Psychoanalytic psychotherapy works with the mind, specifically the unconscious mind, a force that is outside our awareness. You may find yourself compulsively repeating cycles that consciously you may not want to. Psychotherapy takes a closer look at the more distinct aspects of life that may go unnoticed. It also works with deep-seated patterns, and deeper relational models, which you perhaps notice but struggle to understand.

By providing a safe place to talk and think with a psychotherapist, you can understand why you feel and behave in the way that you do. Additionally, it can help you face challenging thoughts, feelings and experiences that you may have been trying to escape.

Psychoanalytical psychotherapy is a collaborative process; it isn’t the psychotherapist telling you what to do, but the psychotherapist and you working together towards a shared goal. Often the objectives can change, and once what you came in for initially is resolved; you may see the ongoing benefit of staying in long term psychotherapy.
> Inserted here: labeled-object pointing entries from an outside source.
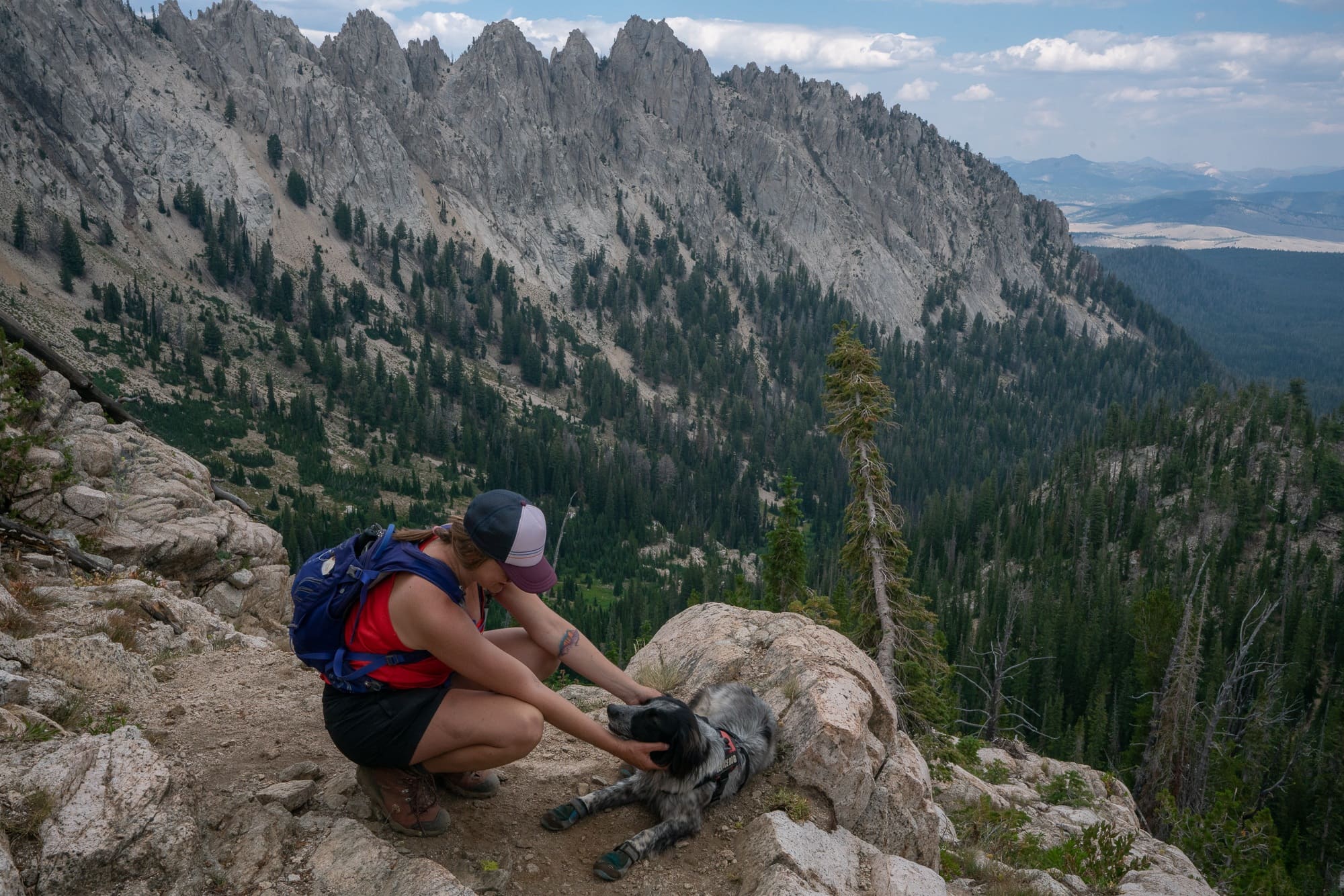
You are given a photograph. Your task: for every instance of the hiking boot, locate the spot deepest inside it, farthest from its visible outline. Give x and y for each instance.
(407, 799)
(472, 785)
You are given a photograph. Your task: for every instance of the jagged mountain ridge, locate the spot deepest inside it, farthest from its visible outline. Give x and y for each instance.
(528, 151)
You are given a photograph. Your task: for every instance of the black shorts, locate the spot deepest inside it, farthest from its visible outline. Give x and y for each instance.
(381, 729)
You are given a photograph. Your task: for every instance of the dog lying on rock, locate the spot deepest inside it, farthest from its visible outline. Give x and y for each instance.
(716, 745)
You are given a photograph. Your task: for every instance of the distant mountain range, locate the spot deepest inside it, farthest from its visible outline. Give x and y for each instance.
(1190, 206)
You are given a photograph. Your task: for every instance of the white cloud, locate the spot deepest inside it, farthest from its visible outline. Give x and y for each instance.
(975, 93)
(1233, 56)
(917, 91)
(1042, 116)
(1154, 95)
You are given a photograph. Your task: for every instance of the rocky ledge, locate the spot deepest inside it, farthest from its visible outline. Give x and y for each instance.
(154, 745)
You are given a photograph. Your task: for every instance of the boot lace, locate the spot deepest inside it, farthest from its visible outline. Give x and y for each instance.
(420, 792)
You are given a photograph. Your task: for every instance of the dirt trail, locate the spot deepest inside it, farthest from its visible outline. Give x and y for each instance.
(276, 721)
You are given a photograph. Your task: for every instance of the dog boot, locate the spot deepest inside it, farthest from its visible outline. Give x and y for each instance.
(615, 864)
(564, 817)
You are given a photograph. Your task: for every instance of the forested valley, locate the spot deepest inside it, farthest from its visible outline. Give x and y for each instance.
(1268, 316)
(1162, 578)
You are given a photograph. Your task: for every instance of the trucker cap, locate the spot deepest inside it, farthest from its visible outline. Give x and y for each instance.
(513, 531)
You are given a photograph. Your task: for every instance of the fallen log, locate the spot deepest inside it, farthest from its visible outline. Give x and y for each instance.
(229, 496)
(17, 332)
(75, 555)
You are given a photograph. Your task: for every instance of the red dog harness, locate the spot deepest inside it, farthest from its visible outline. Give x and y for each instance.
(732, 757)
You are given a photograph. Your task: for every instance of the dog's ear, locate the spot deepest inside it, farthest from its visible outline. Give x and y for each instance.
(687, 746)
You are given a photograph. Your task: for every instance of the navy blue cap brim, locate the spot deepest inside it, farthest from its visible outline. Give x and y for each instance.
(534, 580)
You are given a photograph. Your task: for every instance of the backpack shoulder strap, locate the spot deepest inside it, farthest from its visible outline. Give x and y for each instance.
(405, 557)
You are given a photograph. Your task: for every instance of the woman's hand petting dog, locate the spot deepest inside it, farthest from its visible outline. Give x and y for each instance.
(643, 695)
(639, 754)
(712, 748)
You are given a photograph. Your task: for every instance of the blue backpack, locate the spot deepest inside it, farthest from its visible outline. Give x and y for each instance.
(334, 582)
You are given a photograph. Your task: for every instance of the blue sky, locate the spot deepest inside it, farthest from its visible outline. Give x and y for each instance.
(1238, 84)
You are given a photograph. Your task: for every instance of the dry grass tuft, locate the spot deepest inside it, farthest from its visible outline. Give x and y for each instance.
(119, 628)
(663, 676)
(22, 819)
(794, 804)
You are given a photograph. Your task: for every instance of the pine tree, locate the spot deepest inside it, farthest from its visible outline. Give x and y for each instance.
(298, 189)
(21, 228)
(908, 648)
(71, 252)
(786, 564)
(342, 220)
(111, 303)
(643, 236)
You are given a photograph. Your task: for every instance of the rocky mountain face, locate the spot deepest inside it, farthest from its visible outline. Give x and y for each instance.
(153, 746)
(526, 152)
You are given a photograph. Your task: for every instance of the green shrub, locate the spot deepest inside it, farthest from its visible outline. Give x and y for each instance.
(1069, 789)
(1100, 856)
(968, 752)
(995, 773)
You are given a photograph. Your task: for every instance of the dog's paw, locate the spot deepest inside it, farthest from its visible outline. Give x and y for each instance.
(561, 817)
(614, 866)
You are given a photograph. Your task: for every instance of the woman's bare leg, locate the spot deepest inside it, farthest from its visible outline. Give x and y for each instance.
(476, 729)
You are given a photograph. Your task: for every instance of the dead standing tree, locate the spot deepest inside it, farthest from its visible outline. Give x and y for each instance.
(994, 674)
(1167, 753)
(859, 402)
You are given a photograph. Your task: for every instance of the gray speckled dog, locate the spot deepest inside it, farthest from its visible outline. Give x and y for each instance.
(716, 745)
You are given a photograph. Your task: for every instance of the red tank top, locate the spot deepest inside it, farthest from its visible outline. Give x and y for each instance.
(376, 635)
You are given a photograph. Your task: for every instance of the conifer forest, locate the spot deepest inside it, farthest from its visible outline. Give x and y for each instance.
(1104, 547)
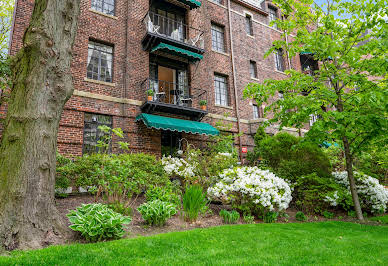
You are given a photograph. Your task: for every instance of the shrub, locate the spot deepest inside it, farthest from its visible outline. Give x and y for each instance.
(270, 217)
(315, 194)
(194, 200)
(97, 222)
(290, 157)
(299, 216)
(231, 217)
(373, 196)
(328, 215)
(163, 194)
(157, 212)
(249, 219)
(251, 190)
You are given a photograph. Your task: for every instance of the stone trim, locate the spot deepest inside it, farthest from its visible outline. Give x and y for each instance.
(103, 14)
(100, 82)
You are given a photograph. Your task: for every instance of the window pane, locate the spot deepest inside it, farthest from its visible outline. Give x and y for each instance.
(100, 58)
(221, 90)
(218, 38)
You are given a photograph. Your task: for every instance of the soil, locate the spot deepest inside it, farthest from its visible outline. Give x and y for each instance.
(176, 223)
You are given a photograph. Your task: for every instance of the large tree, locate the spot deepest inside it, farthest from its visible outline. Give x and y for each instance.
(42, 83)
(348, 93)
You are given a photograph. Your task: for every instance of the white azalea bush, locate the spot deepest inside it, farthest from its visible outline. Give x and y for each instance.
(251, 190)
(373, 195)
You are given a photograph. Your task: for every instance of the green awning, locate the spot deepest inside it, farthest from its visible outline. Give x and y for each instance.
(191, 3)
(174, 124)
(177, 51)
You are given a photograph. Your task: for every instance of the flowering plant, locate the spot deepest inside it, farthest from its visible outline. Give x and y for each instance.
(252, 190)
(373, 195)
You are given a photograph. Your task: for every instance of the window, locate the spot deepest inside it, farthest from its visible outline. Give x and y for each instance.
(100, 62)
(91, 132)
(104, 6)
(253, 69)
(279, 60)
(273, 15)
(256, 113)
(248, 25)
(218, 38)
(221, 90)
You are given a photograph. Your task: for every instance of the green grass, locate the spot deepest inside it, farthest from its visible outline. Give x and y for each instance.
(324, 243)
(382, 219)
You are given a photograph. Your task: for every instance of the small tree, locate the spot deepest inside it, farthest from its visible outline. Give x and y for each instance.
(348, 92)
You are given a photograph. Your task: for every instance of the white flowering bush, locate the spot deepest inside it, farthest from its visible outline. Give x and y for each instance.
(251, 190)
(373, 195)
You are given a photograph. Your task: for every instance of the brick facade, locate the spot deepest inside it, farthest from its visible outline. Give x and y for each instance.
(122, 98)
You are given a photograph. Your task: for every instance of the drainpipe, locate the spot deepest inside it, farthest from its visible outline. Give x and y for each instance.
(234, 79)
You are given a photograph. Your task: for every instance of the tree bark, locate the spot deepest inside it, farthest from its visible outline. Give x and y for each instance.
(352, 183)
(42, 83)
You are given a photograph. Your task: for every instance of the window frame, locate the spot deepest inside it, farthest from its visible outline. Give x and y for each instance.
(253, 68)
(99, 65)
(102, 7)
(249, 24)
(95, 123)
(216, 30)
(220, 91)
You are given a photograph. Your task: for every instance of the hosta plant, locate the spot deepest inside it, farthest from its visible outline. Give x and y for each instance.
(252, 190)
(157, 212)
(97, 222)
(231, 217)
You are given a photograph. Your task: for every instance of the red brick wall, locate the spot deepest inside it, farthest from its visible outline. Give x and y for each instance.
(131, 68)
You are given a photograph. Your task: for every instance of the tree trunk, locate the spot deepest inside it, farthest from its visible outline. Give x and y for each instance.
(352, 183)
(42, 83)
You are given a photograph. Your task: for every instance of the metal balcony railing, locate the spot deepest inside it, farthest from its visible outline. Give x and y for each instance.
(173, 30)
(171, 93)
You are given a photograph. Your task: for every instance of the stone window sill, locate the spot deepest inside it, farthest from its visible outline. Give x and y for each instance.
(100, 82)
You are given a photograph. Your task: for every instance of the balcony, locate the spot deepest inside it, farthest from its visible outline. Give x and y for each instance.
(179, 38)
(173, 98)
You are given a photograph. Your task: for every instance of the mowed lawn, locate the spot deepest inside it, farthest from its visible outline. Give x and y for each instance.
(323, 243)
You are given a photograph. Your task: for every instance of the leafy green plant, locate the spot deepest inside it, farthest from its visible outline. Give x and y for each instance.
(97, 222)
(328, 215)
(163, 193)
(230, 217)
(299, 216)
(249, 219)
(157, 212)
(194, 200)
(270, 217)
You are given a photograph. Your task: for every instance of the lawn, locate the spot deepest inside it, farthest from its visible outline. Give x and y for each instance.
(329, 243)
(381, 219)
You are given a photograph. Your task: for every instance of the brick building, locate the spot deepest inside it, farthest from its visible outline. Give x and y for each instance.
(177, 52)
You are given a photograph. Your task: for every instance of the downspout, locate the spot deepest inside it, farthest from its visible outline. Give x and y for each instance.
(12, 27)
(234, 80)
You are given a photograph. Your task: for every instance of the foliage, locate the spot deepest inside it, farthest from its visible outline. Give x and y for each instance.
(270, 217)
(249, 219)
(194, 200)
(328, 215)
(157, 212)
(316, 194)
(251, 190)
(291, 157)
(373, 195)
(230, 217)
(97, 222)
(164, 193)
(349, 90)
(299, 216)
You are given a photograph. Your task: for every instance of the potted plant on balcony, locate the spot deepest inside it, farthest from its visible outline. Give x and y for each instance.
(150, 95)
(203, 104)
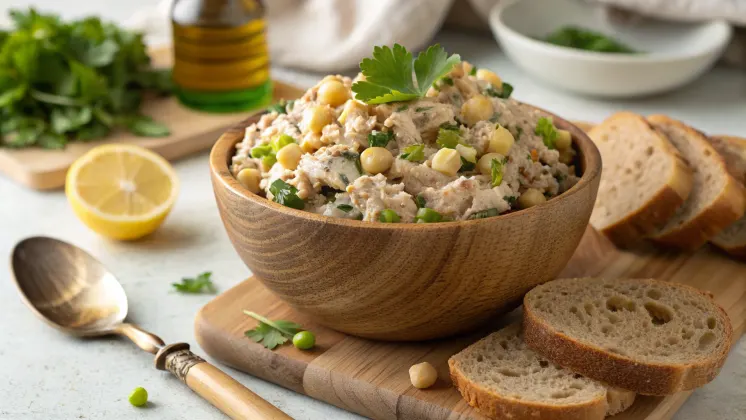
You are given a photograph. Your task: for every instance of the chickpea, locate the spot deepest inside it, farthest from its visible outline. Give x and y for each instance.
(489, 77)
(249, 178)
(502, 141)
(478, 108)
(423, 375)
(311, 143)
(333, 93)
(564, 140)
(375, 160)
(531, 197)
(289, 156)
(315, 118)
(484, 165)
(447, 161)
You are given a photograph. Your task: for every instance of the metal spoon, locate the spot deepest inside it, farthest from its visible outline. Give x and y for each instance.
(73, 292)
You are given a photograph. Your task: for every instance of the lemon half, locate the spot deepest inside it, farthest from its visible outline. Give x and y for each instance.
(121, 191)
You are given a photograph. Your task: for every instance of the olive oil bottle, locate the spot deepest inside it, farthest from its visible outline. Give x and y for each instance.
(221, 58)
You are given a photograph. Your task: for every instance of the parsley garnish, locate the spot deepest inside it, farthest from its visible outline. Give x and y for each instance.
(286, 194)
(484, 214)
(345, 208)
(414, 153)
(545, 128)
(389, 73)
(379, 138)
(497, 172)
(199, 284)
(269, 333)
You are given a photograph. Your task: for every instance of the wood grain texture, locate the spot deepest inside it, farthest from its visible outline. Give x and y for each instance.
(371, 377)
(191, 132)
(390, 281)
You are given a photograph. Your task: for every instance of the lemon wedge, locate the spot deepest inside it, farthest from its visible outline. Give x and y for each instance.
(121, 191)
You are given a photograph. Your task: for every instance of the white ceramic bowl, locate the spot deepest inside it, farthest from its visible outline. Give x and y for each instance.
(675, 53)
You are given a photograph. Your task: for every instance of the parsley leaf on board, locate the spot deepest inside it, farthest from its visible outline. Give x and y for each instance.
(545, 128)
(286, 194)
(271, 333)
(200, 284)
(389, 78)
(63, 81)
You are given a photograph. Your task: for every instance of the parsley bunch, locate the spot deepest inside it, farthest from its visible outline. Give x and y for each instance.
(63, 81)
(389, 78)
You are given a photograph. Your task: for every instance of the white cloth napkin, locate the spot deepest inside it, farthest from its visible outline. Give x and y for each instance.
(333, 35)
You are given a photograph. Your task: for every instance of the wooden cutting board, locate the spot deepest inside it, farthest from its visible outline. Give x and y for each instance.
(191, 132)
(371, 378)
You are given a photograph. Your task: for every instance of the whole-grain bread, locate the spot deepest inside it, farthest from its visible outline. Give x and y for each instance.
(644, 335)
(717, 199)
(643, 182)
(501, 377)
(733, 149)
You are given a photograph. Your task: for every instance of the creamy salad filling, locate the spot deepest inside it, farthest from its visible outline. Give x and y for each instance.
(463, 151)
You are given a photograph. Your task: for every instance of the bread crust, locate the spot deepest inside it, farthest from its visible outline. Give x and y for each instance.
(621, 371)
(727, 208)
(496, 407)
(644, 220)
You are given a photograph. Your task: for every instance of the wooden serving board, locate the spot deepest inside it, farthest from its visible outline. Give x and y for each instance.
(371, 378)
(191, 131)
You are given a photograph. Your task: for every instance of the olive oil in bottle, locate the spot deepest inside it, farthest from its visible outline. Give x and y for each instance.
(221, 58)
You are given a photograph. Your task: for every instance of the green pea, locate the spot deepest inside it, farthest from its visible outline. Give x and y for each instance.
(281, 142)
(426, 215)
(261, 151)
(139, 397)
(389, 216)
(304, 340)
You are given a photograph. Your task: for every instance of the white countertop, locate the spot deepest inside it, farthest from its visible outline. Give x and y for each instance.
(44, 374)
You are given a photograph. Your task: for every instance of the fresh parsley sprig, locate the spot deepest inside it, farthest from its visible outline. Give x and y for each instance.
(270, 333)
(200, 284)
(388, 74)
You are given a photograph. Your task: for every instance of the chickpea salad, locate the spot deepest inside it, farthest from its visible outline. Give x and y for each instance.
(422, 140)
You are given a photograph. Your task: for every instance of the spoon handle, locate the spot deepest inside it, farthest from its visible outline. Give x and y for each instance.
(214, 385)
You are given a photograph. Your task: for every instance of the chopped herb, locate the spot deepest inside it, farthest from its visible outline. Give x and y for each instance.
(448, 138)
(269, 333)
(466, 166)
(503, 93)
(354, 157)
(584, 39)
(484, 214)
(427, 215)
(388, 216)
(345, 208)
(199, 284)
(497, 172)
(389, 78)
(414, 153)
(420, 201)
(545, 128)
(286, 194)
(379, 138)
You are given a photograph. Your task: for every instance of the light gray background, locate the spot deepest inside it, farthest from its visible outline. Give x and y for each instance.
(45, 375)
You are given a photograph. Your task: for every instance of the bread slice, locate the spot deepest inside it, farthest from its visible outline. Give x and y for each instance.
(643, 182)
(501, 377)
(648, 336)
(733, 149)
(717, 199)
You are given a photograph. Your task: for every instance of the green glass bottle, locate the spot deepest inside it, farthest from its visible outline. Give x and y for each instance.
(221, 58)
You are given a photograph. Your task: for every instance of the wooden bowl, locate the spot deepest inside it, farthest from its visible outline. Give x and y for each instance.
(403, 281)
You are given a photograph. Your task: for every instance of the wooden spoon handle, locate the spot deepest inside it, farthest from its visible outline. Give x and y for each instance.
(214, 385)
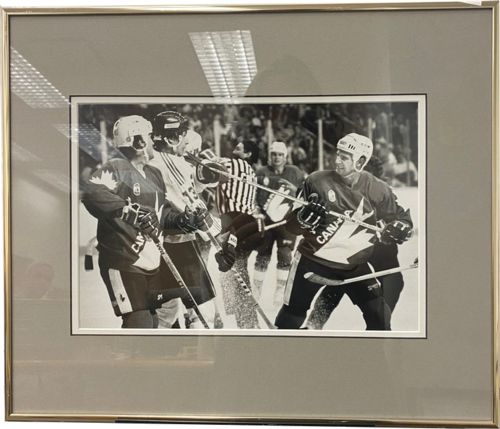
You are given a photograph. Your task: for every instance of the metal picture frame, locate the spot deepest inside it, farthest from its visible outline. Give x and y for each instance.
(104, 366)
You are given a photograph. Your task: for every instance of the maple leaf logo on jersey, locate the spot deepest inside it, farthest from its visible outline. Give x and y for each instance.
(105, 179)
(343, 239)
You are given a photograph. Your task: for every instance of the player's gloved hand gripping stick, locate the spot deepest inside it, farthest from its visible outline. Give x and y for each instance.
(316, 278)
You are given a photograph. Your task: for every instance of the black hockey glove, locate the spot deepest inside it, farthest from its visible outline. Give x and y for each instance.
(190, 221)
(209, 172)
(227, 255)
(141, 218)
(288, 185)
(396, 232)
(313, 214)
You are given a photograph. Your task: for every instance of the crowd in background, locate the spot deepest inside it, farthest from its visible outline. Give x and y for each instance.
(393, 128)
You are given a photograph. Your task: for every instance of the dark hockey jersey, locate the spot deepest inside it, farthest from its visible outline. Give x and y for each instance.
(276, 207)
(339, 243)
(120, 245)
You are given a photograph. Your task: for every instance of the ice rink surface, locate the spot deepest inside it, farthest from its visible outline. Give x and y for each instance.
(95, 312)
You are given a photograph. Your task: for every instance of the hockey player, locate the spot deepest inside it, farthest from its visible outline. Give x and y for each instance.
(384, 257)
(286, 179)
(127, 196)
(339, 249)
(184, 182)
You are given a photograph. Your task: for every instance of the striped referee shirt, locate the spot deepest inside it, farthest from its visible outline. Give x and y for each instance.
(236, 196)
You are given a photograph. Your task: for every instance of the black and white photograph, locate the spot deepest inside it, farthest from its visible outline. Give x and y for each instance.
(288, 216)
On the surface, psychotherapy appears to be simply a conversation between two people. At a deeper level, a relationship is being built and it is here that you will able to experience:

  • your ways of ‘being’ with another person
  • how you experience and relate to others, yourself and your emotions
  • how you avoid certain thoughts, emotions and realities
  • the impact of all of the above on your thinking and feeling
  • your unconscious beliefs, fears and ideas on which the above are based

By noticing and ‘working through’ the patterns which are unhelpful, lasting change is possible. The therapeutic relationship therefore becomes the vehicle for change, and the stronger the relationship the greater the opportunity for transformation. The relationship is also a place where new ways of relating, feeling and thinking can be experienced, emotional and traumatic wounds healed, limiting beliefs left behind and a stronger more creative sense of self built up.

What happens in
therapy sessions?

I provide a safe, confidential, reflective space which is dedicated to you. It is a place where you can explore yourself, your thoughts, your needs, your relationships and your emotions. There is no fixed way of working and you may start by simply talking about what is troubling you. Gradually we will begin to find patterns in the ways that you relate to others, yourself and your emotions and it is in these patterns that most of our problems can be located and worked with. A good therapeutic relationship creates a supportive environment in which difficulties, emotions and patterns of behaviour can be not only talked about but also in some unique way experienced together.

I provide a safe, confidential,
reflective space which is
dedicated to you. It is a
place where you can
explore yourself.

Therapy takes perseverance,
strength of mind and an investment of time

How long will
therapy take?

In a world of ‘quick fix’, speed and instant change it has to be accepted that therapy is something which takes time. Unhealthy patterns of thinking, relating and behaving which have been used for years to protect us from painful truths and emotional pain need to be gradually uprooted. Time is also needed to bed in new, healthier patterns, to develop a better and deeper emotional balance and to heal from the sometimes painful work of therapy.